Kesempatan Mengabdi Tanpa Biaya
Kemenimigrasi menegaskan bahwa seluruh proses pendaftaran dan seleksi ini tidak dipungut biaya sepeser pun. Hal ini merupakan wujud komitmen Kemenimigrasi untuk memberikan kesempatan yang adil bagi seluruh putra-putri terbaik bangsa.
“Seleksi ini adalah kesempatan emas untuk memberikan pengabdian terbaik bagi bangsa dan negara melalui penugasan di Kementerian Imigrasi dan Pemasyarakatan,” tambah Silmy Karim, mengajak para profesional untuk memanfaatkan peluang ini.

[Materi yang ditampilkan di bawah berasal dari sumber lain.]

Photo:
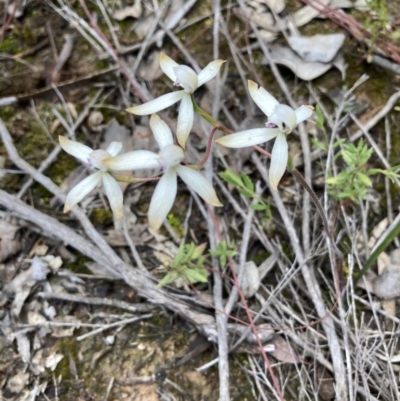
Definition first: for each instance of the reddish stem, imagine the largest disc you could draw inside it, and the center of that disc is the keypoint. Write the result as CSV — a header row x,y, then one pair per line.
x,y
114,54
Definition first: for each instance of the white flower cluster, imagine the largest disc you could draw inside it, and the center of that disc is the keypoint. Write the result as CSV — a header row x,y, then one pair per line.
x,y
282,120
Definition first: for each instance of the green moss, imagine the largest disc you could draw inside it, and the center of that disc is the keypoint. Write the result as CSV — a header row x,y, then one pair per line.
x,y
101,216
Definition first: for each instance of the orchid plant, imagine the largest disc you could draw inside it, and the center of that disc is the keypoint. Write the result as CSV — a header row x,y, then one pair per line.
x,y
186,78
282,120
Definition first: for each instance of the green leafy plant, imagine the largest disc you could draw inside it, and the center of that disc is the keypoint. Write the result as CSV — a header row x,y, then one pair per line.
x,y
320,124
245,186
188,265
224,251
352,183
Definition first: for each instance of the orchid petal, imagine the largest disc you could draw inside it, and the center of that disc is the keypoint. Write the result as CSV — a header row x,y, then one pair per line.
x,y
303,112
75,149
171,156
157,104
186,78
79,191
196,181
114,195
161,131
114,148
279,158
162,199
135,160
286,115
167,65
209,72
249,137
185,120
262,98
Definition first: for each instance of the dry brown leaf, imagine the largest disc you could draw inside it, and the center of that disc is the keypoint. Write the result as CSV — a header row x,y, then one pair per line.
x,y
317,48
10,243
324,383
250,281
23,346
306,71
149,68
17,383
283,351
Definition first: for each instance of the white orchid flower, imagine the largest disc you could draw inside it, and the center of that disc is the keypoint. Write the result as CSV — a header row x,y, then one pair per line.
x,y
94,158
187,79
282,120
168,159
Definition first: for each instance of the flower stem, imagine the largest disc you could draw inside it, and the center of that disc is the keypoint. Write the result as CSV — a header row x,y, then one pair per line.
x,y
321,212
133,180
292,169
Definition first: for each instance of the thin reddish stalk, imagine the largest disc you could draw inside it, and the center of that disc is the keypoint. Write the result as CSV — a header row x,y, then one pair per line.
x,y
209,147
356,29
8,21
248,313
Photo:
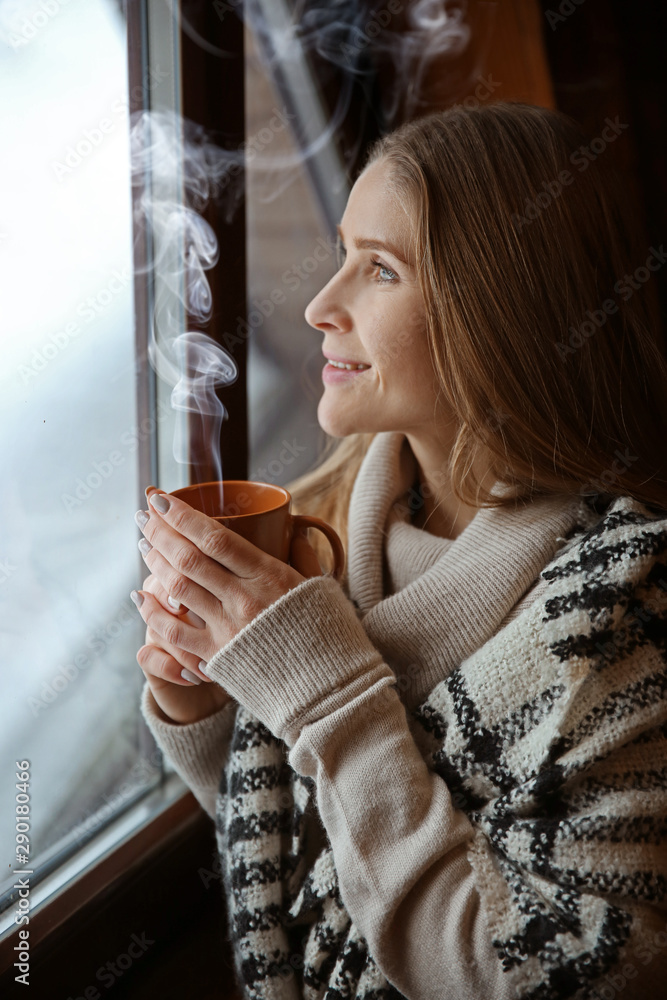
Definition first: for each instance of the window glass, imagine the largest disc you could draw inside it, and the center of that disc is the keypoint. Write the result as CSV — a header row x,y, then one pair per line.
x,y
69,433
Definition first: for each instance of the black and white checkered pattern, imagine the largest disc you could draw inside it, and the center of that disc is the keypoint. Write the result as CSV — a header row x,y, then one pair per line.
x,y
552,737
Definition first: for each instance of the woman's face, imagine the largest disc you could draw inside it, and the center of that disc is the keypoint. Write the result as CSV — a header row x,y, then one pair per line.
x,y
372,314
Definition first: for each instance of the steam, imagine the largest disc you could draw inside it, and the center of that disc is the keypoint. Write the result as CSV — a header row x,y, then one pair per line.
x,y
176,169
408,37
184,169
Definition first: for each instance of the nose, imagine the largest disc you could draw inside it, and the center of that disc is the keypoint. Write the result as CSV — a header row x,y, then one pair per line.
x,y
326,311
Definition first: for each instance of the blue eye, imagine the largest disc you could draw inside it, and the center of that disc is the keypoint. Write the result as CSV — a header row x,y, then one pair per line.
x,y
386,274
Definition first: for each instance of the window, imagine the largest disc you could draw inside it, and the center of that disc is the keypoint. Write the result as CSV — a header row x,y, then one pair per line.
x,y
283,99
71,432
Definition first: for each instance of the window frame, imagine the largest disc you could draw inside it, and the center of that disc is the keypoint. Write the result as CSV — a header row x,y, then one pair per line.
x,y
174,815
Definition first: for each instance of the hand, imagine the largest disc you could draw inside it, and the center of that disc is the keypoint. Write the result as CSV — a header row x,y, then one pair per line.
x,y
180,700
223,578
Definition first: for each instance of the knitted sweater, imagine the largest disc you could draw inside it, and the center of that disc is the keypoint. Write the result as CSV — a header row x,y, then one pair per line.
x,y
449,783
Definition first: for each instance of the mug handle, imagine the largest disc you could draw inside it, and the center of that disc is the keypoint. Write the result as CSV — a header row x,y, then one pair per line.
x,y
307,521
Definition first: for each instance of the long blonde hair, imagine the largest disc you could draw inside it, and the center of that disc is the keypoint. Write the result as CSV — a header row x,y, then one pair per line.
x,y
552,361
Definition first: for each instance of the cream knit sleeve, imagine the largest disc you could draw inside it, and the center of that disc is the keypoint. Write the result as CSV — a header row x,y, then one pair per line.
x,y
197,751
306,668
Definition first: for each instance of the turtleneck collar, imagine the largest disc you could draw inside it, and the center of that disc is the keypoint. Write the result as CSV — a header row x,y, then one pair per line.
x,y
451,594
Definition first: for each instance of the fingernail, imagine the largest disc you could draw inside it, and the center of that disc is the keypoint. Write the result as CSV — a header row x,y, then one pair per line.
x,y
160,502
186,675
200,668
141,517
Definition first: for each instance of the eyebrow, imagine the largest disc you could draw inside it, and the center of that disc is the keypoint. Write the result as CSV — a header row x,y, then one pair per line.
x,y
366,244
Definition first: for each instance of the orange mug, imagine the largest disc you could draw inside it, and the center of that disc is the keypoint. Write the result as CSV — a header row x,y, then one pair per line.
x,y
259,512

Latar Belakang Seleksi Sebelumnya
Sebelumnya, Kemenimigrasi telah melaksanakan seleksi untuk jabatan Direktur Jenderal Imigrasi yang dimulai sejak 22 Juli 2025 hingga 23 September 2025. Dari seleksi gelombang pertama tersebut, telah terpilih tiga nama yang dianggap memiliki potensi untuk menduduki posisi tersebut. Ketiga nama tersebut adalah Yuldi Yusman, Ibnu Ismoyo, dan Ahmad Purbaja. Hasil seleksi ini telah disampaikan kepada Presiden Prabowo Subianto setelah diumumkan kepada publik pada 1 Oktober 2025. Namun, hingga saat ini, posisi Direktur Jenderal Imigrasi Kemenimigrasi masih dijabat oleh Pelaksana Tugas (Plt.), yaitu Yuldi Yusman. Pembukaan seleksi gelombang kedua ini diharapkan dapat melengkapi proses yang telah berjalan dan menghasilkan pilihan terbaik bagi Kemenimigrasi.